The resolution, "Welcoming the Migrant to the United States," was written to incorporate six other resolutions that currently appear in the church's Book of Resolutions. Amendments in legislative committee further incorporated proposed actions dealing with immigration.

A third resolution, proposed by Metodistas Associados Representando la Causa de Hispano-Americanos (MARCHA), addressed both U.S. immigration reform and the church's responsibility to ensure fair treatment to immigrants.

"The broken immigration system in the United States and the xenophobic responses to migrants reflect the former social order," according to "Welcoming the Migrant to the United States." It states: "The calling of the people of God is to advocate for the creation of a new immigration system that reflects Jesus' beloved community."

"We challenge and pray for comprehensive reform," said Bishop Joel Martinez of San Antonio, president of Global Ministries, who supported the resolutions. "This is no time to demean the immigrant." The bishop said he is confident that the church will "rally behind" the adopted resolutions.

Global migration

The "Global Migration and the Quest for Justice" resolution stresses both the economic needs that contribute to massive movements of people today and the difficulties encountered by migrants. It states, "While money and products easily flow across borders, the movement of people is increasingly restricted, leading to concentrations of the poor along borders and, often, to the building of literal and figurative walls of exclusion." 

The resolution commits the church to help all types of migrants and to engage in advocacy on their behalf. It urges investigation of the causes of displacement and marginalization and calls for the preparation of "educational resources for the achievement of these objectives."

Responsibility for these resources lies with the Board of Global Ministries, the Board of Church and Society, and other church agencies.

Members of First United Methodist Church of Hyattsville, Md., demonstrate during an April 2006 rally for immigrant rights. A UMNS file photo by Jay Mallin.

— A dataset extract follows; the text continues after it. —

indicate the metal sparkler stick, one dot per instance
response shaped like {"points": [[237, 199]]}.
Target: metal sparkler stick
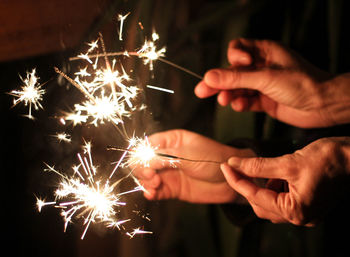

The global resolution advocates for the unification of families divided by borders and commends refugee resettlement work of the United Methodist Committee on Relief.

A revision of the Social Principles replaces a statement on migrant workers with a more global perspective. "We call upon governments and all workers to ensure for foreign workers the same economic, educational and social benefits enjoyed by other citizens," the new statement says.

Two additional resolutions call for specific groups to be permitted to migrate to the United States. These petitions call for the right of immigration and citizenship for children of U.S. citizens in Japan and the Philippines. One of the resolutions specifies welcoming "the sons and daughters of Filipino World War II veterans who are or were naturalized citizens of the United States."

The two lengthy resolutions were prepared through the United Methodist Task Force on Immigration, a unit composed of representatives from the various program agencies and ethnic caucuses of the denomination.

*Schleicher is on the General Conference communications team for the Board of Global Ministries.